Kidnapping again!!

I thought of this poster last night as I read journalist Bill Shaner's account of the kidnapping of a woman from her neighborhood in Worcester, Mass. In video taken by Shaner and others, Worcester police hold back a crowd attempting to the stop the abduction by federal officers – men with faces covered, wearing a variety of agency IDs (ICE, CBP, ATF). The crowd – neighbors, community organizers, a city council member, family – shouted "Don't take the mother!" and demanded to see the warrant. According to Shaner, Worcester police officers responded "This is federal" and "They don't need a warrant." They also arrested two people, including the woman's distraught 16-year-old daughter.
Back to the poster. There are a lot of these posters in the Boston Public Library collection, this particular one was made in 1854 following the kidnapping of Anthony Burns. A 20-year-old clothing store clerk, Burns had self-emancipated from enslavement in Virginia and begun a new life in Boston when he was tricked by U.S. Marshals into going with them to the courthouse, whereupon he learned they were there to return him to slavery.
The marshals had to trick Burns into going quietly, because Boston's Committee of Vigilance was top tier. Made up of hundreds of residents of every race and class, they could assemble at a moment's notice and would do just about anything to protect their self-emancipated neighbors, including physically overpowering the authorities. They probably looked a lot like the group of regular people who tried to stop the Worcester abduction yesterday, but with fewer women.

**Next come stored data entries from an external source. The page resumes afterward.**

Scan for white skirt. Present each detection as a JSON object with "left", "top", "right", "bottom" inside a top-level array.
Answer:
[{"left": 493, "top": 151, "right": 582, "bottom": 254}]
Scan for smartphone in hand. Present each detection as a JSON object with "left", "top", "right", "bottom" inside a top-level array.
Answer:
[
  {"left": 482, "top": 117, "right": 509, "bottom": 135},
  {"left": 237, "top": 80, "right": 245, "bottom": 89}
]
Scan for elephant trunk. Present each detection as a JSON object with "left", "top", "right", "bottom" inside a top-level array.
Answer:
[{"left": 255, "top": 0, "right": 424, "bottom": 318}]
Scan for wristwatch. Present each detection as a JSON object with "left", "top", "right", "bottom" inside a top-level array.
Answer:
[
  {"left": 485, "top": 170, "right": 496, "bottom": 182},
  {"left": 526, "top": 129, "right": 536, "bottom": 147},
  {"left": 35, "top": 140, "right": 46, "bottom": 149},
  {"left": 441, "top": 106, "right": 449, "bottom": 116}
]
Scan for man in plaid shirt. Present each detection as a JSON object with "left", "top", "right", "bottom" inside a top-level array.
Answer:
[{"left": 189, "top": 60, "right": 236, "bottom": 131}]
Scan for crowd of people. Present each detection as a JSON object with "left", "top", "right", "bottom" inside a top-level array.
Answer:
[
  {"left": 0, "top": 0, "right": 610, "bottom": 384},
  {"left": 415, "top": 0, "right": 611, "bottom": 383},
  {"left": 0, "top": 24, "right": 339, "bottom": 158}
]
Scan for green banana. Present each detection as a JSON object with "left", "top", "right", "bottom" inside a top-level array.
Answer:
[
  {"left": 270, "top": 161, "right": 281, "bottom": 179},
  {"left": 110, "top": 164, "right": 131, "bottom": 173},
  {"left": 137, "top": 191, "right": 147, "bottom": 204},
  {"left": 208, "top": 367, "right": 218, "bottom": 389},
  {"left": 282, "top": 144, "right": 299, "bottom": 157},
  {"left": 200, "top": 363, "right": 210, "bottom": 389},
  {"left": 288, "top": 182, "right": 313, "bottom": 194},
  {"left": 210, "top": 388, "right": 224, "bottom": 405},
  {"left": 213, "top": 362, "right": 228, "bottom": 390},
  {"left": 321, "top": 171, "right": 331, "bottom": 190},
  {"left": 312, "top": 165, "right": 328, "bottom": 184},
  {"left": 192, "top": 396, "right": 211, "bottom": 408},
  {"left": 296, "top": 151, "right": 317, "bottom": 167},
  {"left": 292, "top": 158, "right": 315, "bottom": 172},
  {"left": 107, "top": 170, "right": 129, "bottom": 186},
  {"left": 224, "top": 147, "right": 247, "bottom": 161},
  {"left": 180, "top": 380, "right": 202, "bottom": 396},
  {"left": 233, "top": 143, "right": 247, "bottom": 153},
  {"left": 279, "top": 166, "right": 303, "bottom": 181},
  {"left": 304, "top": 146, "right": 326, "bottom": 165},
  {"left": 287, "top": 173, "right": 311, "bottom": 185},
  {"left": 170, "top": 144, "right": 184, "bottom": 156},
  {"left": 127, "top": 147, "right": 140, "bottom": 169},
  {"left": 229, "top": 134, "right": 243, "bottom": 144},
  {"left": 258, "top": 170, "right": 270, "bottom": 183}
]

The marshals tried to keep Burns' hearing the next day secret, too, but an abolitionist attorney found out about it anyway and sent out the alarm, hence the poster.
Did the woman yesterday even get a hearing, or has she been denied due process like Kilmar Abrego Garcia?
A report from the scene of a horrifying kidnapping on the streets of Worcester, MA today by @billshaner.bsky.social www.welcometohellworld.com/they-dont-ne...
— Luke O'Neil (@lukeoneil47.bsky.social) 2025-05-08T22:53:59.298Z
The attorney convinced Burns to let him defend him in court but after nine days throwing every legal wrench in the works, Burns was ordered to be returned to slavery. The judge said he didn't want to do it, but the Fugitive Slave Act was legal, and Anthony Burns's presence in the free commonwealth of Massachusetts was not.
Has the woman yesterday been able to speak to an attorney, or is she as alone before a judge as that 4-year-old in New York?
The Boston vigilance committee tried a last-minute rescue riot, but local police stepped in and quelled the attempt, arresting three people and ensuring Burns's return to Virginia, where he would be beaten and imprisoned in conditions so poor he would never fully regain his health, dying at age 28 – in freedom in Canada.
When federal agents found themselves "surrounded" yesterday mid-abduction, they called in Worcester cops, whose chief assured the city council in January they would not assist Trump's assault on immigrants. But, as Shaner wrote, "what he didn't say is that if you try to stop the civil arrest, the police will stop you from stopping it."
I try to share original perspectives on history here, but sometimes there is nothing else to say besides: Goddammit, we are doing the exact same thing again?! I hate the glibness of the moral of the story being "history repeats itself" – because it doesn't have to! "History repeats itself" confers an undue sense of inevitability, which then confers undue resignation.
I had thought federal kidnappings were one part of history we had safely made it past. I was wrong. So, fine, if history is going to repeat itself, let the vigilance committees repeat themselves, too. Let them spread to every city and hamlet, grow in ranks, and win some battles alongside the heroic loss of yesterday.
And let them win the war. Just like they did the first time.